Muammadan Poverty: Spiritual Humbleness and Ways to Heavens

  September 05, 2021   Read time 3 min
Muammadan Poverty: Spiritual Humbleness and Ways to Heavens
Of course each prophet and especially the last among them possesses all the human virtues, but in the case of each prophet a set of virtues stand out and are more emphasized, virtues which are associated with the structure of the religion brought into the world by the prophet in question.
The eminent virtue of some prophets has been love and others withdrawal, fear of God and asceticism. As far as the Blessed Prophet is concerned, his eminent virtues were sincerity towards God and the Truth, generosity towards all beings and spiritual poverty associated with simplicity and humility. The Blessed Prophet has said, "Poverty is my pride" (al-faqru fakhri) and Islamic spirituality is often called "Muammadan poverty".
This did not mean that the Blessed Prophet was opposed to the people who were wealthy or disdained earthly possessions. His own wife Khadijah was, after all, a wealthy merchant. What this faqr meant was essentially humility and awareness of our nothingness before God while preferring simplicity to ornateness and luxury. The Blessed Prophet was hard with himself and sought constantly to discipline himself. He always emphasized humility although he was the greatest of men and certainly aware of his own nature. But much of his Sunnah and the adab or manner of acting associated with it exists for the purpose of inculcating the virtue of humility (tawac;fu' or khushu') whose highest form is our awareness of our nothingness before God, symbolized also by the prostrations during the daily prayers.
The Blessed Prophet was also full of generosity and magnanimity (kiramah or sharaf). To the same extent that he was strict with himself, he was generous with others. Nobility of character implies both giving and forgiving, the giving of oneself and one's efforts, thoughts and belongings to others and the forgiving of the faults of others and what they have done to one's person. The Blessed Prophet's life is replete with instances in which he gave of himself to others and was generous in the fullest sense of the term and also of moments of forgiveness of which the conquest of Makkah is the supreme example. This episode demonstrated his nobility of character at its height for he forgave, while he was at the pinnacle of power, those who had wronged him in the worst manner over the years. During certain moments when he acted as judge and did not forgive the wrongdoings of someone, he had the justice of God and the welfare of the community in mind. He acted not as an individual but as a functionary of a human collectivity. Otherwise, there was never a sense of personal vengeance and vindictiveness in his dealings with and treatment of others.

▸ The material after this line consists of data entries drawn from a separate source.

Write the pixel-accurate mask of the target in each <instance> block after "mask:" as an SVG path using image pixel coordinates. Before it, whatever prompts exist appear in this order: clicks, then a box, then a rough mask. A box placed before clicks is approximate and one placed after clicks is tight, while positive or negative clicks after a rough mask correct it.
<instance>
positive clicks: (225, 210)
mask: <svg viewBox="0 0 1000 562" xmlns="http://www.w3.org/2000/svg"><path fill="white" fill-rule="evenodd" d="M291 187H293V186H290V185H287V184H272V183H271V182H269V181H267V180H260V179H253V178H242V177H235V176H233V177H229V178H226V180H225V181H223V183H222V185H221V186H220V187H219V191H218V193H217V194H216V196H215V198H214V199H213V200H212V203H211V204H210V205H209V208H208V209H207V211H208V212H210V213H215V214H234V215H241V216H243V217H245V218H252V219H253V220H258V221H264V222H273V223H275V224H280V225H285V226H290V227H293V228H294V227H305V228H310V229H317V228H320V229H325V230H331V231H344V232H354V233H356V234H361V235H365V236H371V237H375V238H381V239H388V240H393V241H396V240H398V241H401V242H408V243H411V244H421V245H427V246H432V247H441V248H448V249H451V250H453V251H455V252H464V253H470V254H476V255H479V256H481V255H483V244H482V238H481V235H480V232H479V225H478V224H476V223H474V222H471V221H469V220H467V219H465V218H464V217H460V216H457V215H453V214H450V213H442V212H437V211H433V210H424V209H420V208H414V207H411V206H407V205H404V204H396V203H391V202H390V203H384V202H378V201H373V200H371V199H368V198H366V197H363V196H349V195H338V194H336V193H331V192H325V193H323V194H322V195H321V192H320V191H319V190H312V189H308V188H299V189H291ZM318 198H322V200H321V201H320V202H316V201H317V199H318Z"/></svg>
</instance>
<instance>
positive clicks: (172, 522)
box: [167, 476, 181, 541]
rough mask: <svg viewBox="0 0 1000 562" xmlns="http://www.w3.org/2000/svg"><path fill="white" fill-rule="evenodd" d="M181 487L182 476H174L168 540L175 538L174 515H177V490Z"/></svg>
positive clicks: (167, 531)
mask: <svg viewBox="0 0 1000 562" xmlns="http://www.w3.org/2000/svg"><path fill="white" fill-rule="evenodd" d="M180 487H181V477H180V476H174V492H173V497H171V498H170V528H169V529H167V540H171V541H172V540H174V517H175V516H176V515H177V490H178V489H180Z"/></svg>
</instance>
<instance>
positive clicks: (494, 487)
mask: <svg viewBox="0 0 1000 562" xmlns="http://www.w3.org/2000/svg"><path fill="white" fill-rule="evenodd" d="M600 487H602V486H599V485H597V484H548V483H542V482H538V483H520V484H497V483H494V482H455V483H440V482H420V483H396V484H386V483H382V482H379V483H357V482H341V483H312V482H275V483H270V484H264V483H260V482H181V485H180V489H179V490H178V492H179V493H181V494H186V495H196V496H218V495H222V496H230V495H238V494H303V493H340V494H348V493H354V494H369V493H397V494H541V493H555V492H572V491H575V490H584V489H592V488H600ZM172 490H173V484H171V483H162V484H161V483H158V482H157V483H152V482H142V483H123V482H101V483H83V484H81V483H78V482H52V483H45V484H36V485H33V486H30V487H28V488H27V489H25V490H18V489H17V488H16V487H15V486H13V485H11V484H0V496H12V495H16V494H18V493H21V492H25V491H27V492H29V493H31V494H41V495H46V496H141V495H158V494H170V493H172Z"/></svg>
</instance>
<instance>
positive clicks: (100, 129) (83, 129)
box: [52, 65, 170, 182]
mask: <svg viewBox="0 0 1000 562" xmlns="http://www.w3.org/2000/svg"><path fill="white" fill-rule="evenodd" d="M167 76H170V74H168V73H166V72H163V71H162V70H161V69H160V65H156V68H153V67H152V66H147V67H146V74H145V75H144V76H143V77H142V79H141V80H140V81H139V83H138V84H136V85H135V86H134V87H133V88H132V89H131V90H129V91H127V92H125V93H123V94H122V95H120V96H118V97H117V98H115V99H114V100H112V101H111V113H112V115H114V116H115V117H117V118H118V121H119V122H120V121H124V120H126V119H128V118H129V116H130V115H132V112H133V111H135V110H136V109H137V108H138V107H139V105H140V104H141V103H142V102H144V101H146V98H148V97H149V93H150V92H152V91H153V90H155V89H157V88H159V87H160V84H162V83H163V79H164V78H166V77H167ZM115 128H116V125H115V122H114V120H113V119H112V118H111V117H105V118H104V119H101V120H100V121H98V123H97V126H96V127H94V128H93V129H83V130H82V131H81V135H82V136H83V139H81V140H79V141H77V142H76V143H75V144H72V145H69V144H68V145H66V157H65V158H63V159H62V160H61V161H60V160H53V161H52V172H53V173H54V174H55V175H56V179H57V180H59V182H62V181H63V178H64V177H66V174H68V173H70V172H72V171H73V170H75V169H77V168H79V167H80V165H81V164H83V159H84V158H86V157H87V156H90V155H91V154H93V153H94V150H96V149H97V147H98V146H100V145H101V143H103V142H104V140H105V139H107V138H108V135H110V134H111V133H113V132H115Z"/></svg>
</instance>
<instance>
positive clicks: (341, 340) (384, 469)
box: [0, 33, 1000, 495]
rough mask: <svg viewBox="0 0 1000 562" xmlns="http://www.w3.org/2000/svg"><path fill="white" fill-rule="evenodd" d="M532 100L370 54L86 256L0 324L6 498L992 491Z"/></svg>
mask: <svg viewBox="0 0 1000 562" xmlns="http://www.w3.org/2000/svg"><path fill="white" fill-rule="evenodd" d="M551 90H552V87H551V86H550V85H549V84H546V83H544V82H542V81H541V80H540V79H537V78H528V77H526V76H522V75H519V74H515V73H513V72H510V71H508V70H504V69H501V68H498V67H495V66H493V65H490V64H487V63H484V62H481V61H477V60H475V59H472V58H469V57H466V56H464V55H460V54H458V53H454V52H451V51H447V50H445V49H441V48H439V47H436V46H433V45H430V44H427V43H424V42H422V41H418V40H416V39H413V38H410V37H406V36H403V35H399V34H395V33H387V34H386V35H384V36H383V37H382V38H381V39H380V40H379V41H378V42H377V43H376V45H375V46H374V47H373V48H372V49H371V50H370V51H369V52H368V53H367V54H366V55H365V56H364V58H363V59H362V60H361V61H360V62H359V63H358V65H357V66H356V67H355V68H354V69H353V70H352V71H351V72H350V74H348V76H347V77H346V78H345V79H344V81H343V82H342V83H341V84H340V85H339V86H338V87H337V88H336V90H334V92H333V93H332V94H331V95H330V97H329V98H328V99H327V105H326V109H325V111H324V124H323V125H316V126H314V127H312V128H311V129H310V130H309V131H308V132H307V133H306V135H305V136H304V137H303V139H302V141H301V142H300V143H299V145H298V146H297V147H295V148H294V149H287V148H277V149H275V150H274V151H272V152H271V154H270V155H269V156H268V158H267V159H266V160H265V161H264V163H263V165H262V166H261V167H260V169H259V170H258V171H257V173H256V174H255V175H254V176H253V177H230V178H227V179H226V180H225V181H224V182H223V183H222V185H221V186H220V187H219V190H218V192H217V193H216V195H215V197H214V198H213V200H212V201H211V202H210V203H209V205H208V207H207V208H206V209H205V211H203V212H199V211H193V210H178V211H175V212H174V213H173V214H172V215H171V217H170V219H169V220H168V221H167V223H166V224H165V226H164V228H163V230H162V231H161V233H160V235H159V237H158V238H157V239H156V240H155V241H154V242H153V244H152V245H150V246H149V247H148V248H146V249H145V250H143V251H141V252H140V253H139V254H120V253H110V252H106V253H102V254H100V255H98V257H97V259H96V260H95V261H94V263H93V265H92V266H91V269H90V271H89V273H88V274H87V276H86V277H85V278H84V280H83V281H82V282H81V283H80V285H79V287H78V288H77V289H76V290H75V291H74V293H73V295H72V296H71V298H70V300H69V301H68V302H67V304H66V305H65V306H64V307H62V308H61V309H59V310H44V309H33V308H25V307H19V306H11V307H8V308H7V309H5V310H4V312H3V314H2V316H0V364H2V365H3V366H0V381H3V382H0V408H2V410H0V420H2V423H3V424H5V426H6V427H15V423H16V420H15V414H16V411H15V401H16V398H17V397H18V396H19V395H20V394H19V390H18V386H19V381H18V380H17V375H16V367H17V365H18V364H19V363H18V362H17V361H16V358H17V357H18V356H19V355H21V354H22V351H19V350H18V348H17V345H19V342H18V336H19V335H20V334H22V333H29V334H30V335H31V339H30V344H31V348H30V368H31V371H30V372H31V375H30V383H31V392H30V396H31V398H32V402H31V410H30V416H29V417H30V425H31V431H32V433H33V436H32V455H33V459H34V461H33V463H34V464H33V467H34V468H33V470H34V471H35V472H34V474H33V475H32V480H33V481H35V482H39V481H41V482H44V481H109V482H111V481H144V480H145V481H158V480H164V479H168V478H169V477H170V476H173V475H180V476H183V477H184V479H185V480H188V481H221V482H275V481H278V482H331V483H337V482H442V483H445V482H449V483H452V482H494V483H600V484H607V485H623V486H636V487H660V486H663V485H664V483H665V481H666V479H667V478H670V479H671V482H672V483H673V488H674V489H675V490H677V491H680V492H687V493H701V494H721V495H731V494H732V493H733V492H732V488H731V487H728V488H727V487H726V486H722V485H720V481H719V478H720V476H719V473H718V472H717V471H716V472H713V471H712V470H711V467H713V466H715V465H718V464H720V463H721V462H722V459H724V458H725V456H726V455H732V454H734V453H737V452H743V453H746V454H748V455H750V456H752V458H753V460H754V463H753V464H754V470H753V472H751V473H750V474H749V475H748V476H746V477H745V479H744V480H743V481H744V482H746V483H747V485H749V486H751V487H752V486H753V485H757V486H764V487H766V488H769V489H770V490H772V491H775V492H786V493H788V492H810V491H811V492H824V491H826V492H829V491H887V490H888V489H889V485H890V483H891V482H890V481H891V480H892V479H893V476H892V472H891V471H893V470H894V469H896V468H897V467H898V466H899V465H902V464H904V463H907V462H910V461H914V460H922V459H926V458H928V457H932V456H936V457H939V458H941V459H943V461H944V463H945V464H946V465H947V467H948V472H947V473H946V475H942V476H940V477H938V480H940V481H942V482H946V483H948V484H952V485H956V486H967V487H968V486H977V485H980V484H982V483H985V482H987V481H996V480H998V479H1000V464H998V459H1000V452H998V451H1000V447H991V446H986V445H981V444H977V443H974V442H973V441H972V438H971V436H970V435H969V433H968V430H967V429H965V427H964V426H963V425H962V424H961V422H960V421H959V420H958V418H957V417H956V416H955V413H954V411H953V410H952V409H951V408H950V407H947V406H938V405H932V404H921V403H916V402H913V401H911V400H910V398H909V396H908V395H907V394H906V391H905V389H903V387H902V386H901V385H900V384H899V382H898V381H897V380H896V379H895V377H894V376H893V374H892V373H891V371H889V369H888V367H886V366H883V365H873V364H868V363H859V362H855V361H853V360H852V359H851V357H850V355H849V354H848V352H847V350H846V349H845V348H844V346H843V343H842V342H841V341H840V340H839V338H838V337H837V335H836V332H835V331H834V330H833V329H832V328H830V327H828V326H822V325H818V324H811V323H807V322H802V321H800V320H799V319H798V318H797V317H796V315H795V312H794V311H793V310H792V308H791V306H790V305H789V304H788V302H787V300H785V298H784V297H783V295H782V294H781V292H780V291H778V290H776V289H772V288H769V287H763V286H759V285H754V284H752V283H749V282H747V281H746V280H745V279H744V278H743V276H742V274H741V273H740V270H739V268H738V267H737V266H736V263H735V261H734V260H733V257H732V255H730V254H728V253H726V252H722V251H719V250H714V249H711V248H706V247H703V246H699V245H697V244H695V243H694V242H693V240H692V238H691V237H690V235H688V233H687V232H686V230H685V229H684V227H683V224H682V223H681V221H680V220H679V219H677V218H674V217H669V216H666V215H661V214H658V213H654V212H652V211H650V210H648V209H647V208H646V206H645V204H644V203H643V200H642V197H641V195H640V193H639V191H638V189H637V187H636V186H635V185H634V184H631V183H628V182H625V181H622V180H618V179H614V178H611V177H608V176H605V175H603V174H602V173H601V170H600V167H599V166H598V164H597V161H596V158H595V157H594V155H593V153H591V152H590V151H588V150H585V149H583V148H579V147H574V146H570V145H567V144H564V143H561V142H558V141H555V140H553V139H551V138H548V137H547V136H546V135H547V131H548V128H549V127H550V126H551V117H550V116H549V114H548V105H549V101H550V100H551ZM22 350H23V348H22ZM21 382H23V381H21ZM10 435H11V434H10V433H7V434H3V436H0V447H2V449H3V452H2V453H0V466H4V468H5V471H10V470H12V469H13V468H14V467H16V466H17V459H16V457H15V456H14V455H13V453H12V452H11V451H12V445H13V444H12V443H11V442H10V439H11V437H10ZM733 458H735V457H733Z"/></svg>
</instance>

Finally, the Blessed Prophet possessed the virtue of sincerity in its fullness. There is no act which he accomplished or word that he uttered without complete sincerity. But most of all he was sincere with God and his sincerity was the same as truthfulness. The fact that he was called al-Amln, the trusted one, from his youth, means that this quality was present in an eminent fashion in him from childhood and had become perfected when he was chosen as the Prophet of God. Not only the Blessed Prophet never lied, but as a result of this virtue of sincerity and truthfulness, he was able to put each thing in its place, to be logical and objective in his judgment of events, ideas and persons, and to avoid subjective and individualistic distortions. But above all it meant that he was disposed to see the truth and to receive it without changing its nature and content. That is why he was blessed with the knowledge of the most profound of truths, namely La ilaha illa 'Llah, and chosen to disseminate this central and essential truth on the surface of the earth.